The biggest addiction of our generation is an addiction to constant stimulation. We get this through checking facebook a million times per day, watching our favorite TV show daily, constantly refreshing our email inbox, or just incessantly thinking about the past or future.
I used to feel that not having dessert was bad, because I looked at it as a loss of sweetness. In reality, it is the freedom from the need to have sweetness. Paradoxically, this sweetens every moment.
I now choose to have leverage over myself. The path out of stimulation addiction for me is giving myself the freedom and space to not think and therefore, be bored. We don’t realize it, but the discomfort of boredom has a major impact on our lives. We don’t fully appreciate it, because every time we start to experience it, we look for our next stimulation fix.
Erasing my food addiction didn’t mean stopping eating all food. It meant stopping eating food for the wrong reasons. Our body needs food to survive.
In the same way, thoughts allow us to function in the world.
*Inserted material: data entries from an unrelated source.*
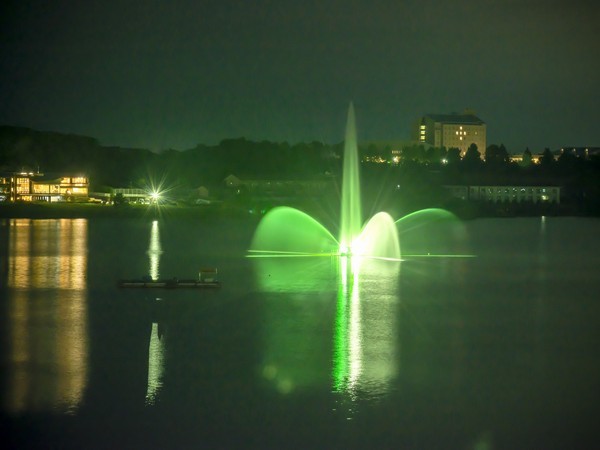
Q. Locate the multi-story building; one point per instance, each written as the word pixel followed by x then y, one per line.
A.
pixel 452 131
pixel 35 186
pixel 514 194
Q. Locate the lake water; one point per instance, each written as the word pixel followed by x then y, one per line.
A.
pixel 485 336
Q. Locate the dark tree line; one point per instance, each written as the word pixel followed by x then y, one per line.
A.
pixel 419 175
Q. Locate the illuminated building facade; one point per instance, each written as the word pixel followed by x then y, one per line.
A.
pixel 512 194
pixel 452 131
pixel 35 186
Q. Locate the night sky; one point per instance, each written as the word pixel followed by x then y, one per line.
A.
pixel 173 74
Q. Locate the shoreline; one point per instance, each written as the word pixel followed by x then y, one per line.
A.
pixel 92 211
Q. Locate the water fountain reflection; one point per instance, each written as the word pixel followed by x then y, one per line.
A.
pixel 156 348
pixel 47 359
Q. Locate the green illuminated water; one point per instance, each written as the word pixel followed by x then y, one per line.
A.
pixel 286 231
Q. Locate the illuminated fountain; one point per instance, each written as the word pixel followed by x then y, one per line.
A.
pixel 287 231
pixel 297 254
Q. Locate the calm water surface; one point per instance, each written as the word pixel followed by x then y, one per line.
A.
pixel 484 336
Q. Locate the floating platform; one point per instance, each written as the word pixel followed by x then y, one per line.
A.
pixel 168 284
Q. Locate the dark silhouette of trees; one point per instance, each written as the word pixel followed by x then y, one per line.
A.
pixel 547 159
pixel 527 158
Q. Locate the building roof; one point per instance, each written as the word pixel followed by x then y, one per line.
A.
pixel 462 119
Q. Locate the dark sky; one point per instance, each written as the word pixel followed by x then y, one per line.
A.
pixel 160 74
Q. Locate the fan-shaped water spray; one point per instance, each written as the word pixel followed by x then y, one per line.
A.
pixel 288 231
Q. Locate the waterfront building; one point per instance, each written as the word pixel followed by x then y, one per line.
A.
pixel 36 186
pixel 452 131
pixel 512 194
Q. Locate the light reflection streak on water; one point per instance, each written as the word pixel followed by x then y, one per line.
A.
pixel 46 361
pixel 155 365
pixel 365 346
pixel 154 251
pixel 354 347
pixel 156 346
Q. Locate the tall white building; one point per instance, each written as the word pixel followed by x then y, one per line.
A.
pixel 452 130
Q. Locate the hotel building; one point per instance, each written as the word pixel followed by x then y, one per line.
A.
pixel 452 131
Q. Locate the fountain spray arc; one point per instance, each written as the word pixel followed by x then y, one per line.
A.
pixel 351 211
pixel 286 231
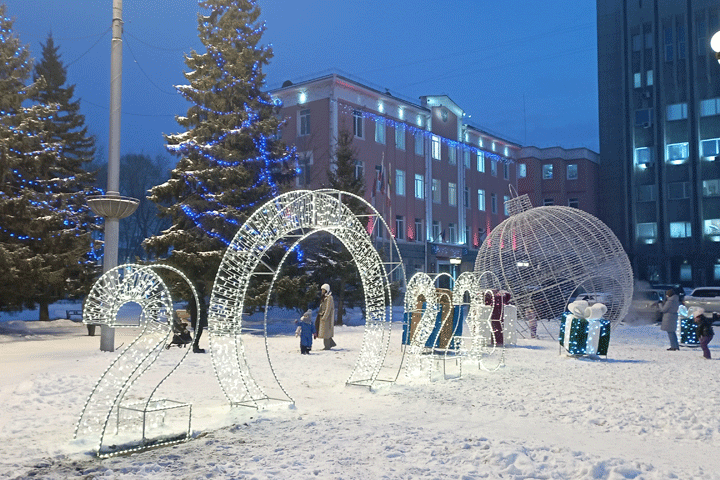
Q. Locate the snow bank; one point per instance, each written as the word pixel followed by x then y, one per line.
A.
pixel 644 413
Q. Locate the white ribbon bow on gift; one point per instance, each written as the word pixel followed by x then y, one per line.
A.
pixel 581 310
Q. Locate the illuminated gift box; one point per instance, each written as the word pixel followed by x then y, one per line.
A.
pixel 583 331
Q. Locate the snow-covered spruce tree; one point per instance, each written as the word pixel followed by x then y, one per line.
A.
pixel 44 222
pixel 230 161
pixel 332 263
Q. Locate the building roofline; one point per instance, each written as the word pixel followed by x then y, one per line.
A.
pixel 548 153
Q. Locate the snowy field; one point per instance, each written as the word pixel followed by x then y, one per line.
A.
pixel 644 413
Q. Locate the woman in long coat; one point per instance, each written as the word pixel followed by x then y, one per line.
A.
pixel 326 317
pixel 669 322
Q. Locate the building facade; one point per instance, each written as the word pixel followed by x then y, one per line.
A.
pixel 558 176
pixel 659 112
pixel 439 182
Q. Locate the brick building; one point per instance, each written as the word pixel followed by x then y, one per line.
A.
pixel 438 181
pixel 556 176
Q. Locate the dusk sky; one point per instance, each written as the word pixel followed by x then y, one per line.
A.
pixel 526 71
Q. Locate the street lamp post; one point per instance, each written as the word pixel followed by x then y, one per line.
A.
pixel 715 45
pixel 112 206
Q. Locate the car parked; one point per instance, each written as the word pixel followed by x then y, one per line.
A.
pixel 661 288
pixel 707 298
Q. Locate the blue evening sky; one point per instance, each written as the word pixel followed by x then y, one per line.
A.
pixel 524 70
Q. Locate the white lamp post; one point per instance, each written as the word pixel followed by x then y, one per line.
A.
pixel 112 206
pixel 715 45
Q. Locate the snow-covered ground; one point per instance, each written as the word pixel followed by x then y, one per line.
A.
pixel 643 413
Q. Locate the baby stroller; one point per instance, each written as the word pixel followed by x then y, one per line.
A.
pixel 181 334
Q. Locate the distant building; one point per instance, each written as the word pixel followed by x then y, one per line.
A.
pixel 556 176
pixel 659 112
pixel 439 182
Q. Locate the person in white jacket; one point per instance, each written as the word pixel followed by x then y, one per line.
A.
pixel 326 317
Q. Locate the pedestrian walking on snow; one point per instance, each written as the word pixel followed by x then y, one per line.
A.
pixel 326 317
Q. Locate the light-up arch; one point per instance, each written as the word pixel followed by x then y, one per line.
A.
pixel 295 214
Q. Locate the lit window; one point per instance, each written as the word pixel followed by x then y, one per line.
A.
pixel 452 194
pixel 437 194
pixel 481 162
pixel 436 231
pixel 436 147
pixel 678 190
pixel 357 123
pixel 572 171
pixel 303 167
pixel 676 152
pixel 547 171
pixel 481 200
pixel 711 226
pixel 400 137
pixel 710 147
pixel 667 36
pixel 686 272
pixel 419 149
pixel 680 230
pixel 647 193
pixel 380 131
pixel 400 182
pixel 709 107
pixel 419 186
pixel 711 188
pixel 677 111
pixel 643 156
pixel 643 117
pixel 399 227
pixel 522 170
pixel 646 231
pixel 304 125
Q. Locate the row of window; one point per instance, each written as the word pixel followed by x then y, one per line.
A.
pixel 436 151
pixel 678 152
pixel 678 190
pixel 414 232
pixel 672 42
pixel 648 231
pixel 678 111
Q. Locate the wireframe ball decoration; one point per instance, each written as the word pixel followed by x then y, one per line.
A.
pixel 546 255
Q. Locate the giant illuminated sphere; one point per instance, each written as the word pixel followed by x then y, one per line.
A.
pixel 546 255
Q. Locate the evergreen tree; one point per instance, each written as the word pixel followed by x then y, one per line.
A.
pixel 332 263
pixel 45 238
pixel 230 161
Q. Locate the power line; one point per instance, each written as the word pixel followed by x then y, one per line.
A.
pixel 125 32
pixel 143 71
pixel 93 46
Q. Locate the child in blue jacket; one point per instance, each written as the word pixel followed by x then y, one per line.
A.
pixel 305 330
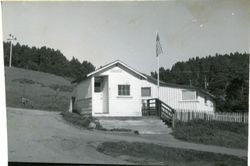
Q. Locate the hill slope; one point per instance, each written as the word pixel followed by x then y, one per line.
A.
pixel 38 90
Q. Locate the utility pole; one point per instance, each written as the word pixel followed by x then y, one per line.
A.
pixel 10 39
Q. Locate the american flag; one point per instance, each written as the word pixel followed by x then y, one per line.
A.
pixel 158 46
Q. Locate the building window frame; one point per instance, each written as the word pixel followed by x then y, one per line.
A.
pixel 146 88
pixel 124 90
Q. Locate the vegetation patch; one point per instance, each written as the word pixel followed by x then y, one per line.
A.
pixel 228 134
pixel 62 88
pixel 145 153
pixel 24 81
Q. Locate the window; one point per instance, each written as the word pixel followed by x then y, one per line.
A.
pixel 145 91
pixel 188 94
pixel 97 86
pixel 124 90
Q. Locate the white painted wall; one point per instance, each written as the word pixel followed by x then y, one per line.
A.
pixel 83 94
pixel 120 106
pixel 84 89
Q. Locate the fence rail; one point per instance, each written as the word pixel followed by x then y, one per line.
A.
pixel 218 116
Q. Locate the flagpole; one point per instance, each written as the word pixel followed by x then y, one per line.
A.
pixel 158 76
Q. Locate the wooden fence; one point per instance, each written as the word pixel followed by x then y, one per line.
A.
pixel 218 116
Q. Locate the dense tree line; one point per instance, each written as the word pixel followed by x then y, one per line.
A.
pixel 225 76
pixel 46 60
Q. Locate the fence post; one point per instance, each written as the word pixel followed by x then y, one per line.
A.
pixel 173 120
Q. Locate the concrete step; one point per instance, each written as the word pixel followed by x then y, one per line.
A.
pixel 144 125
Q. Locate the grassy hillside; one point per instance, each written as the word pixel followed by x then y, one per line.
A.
pixel 40 90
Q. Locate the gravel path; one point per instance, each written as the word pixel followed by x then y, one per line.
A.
pixel 41 136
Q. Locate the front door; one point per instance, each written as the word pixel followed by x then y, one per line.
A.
pixel 101 94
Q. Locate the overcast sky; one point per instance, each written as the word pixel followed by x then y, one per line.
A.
pixel 101 32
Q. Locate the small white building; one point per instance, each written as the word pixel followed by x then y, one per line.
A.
pixel 117 90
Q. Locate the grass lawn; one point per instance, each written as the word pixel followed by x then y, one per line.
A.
pixel 45 91
pixel 145 153
pixel 228 134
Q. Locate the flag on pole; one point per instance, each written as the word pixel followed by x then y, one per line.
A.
pixel 158 46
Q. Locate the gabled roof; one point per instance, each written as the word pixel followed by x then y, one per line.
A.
pixel 145 76
pixel 113 64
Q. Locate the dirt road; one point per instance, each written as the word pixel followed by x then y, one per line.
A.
pixel 41 136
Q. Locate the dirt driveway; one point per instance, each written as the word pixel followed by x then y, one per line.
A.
pixel 41 136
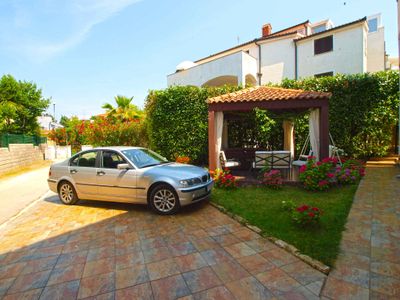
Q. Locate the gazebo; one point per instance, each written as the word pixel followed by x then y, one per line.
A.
pixel 273 99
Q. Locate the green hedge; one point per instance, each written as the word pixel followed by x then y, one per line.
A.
pixel 177 120
pixel 362 115
pixel 363 110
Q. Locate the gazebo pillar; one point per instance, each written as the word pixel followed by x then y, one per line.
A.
pixel 212 153
pixel 324 132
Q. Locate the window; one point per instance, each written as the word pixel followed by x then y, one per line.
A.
pixel 323 45
pixel 373 25
pixel 87 159
pixel 112 159
pixel 323 74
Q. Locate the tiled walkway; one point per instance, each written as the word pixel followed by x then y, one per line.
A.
pixel 369 264
pixel 108 250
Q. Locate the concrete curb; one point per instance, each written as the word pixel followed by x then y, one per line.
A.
pixel 290 248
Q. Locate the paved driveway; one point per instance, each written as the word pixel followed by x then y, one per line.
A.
pixel 108 250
If we are alive, there is going to be stimulation. The problem is stimulation for the wrong reasons. Stimulation will never truly eradicate boredom. It will only temporarily hide it. The only true antidote to boredom is giving yourself the freedom to experience it. Then, as resistance comes up in the form of desire for the next fix, one must surrender that. One must constantly surrender each impulse.
Here are the costs I see to stimulation addiction in my own life:
- I make BS excuses about why something is absolutely critical right now. In doing so, I make it OK to be stressed. Research has just shown extremely conclusively that stress is just bad for your health. It is almost silly for me to eat really healthy on the one hand in the name of being healthy and then prematurely age myself by justifying stress.
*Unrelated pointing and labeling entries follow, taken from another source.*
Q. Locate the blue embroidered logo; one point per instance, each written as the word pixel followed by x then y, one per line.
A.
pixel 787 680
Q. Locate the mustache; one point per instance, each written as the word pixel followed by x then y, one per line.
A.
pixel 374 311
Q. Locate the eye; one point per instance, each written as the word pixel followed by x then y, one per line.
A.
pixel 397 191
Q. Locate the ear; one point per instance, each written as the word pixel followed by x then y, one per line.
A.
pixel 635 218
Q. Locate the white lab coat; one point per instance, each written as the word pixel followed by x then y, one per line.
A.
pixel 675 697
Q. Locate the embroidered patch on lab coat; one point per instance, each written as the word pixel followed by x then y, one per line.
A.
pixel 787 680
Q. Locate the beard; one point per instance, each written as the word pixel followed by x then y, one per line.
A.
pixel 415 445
- The addiction distorts my thoughts and sharpness. As a result, I don’t deal with feelings of jealousy, frustration, and anger as they come up. Instead, I justify how I don’t have enough time for them. In reality, I’m just not comfortable with how they make me feel.
- They distort my sense of what’s important. So, instead of focusing what’s most important, I might choose to check my email, read a random article on the Internet, or do an activity that impulsively makes sense. As a result, I’m pretending to be busy, when I’m actually just wasting time, and sometimes even causing more damage to my life than benefit.
- I lose integrity with myself, because I know that I’m being hypocritical. On the one hand, I’m trying to be a healthy person who does what’s most important, but on the other, I know I’m not completely doing what I know already works.
The daily exercises I can do to free myself from this addiction on a daily basis include:
- Meditation for one hour in the morning.
- Meditation for one hour in the evening.
- Three 10 minute meditations throughout the day at 10am, 2pm, and 6pm.
- One 30-second ‘refresh’ every waking hour.
- Only checking email and articles at pre-defined times.
In other words, I commit to spending about 2 and a half daily to surrendering the addiction. Feels scary and somewhat impossible, but I can do it! I must do it!!!
My dream life is having harmony between my intentions, thoughts, and actions. Taking these steps would allow me to live my dream life.
Using the regret minimization framework of Jeff Bezos, not living my dream life would truly be a regret for me. The ‘time’ sacrifices that it would require more than make up for themselves in the long-run.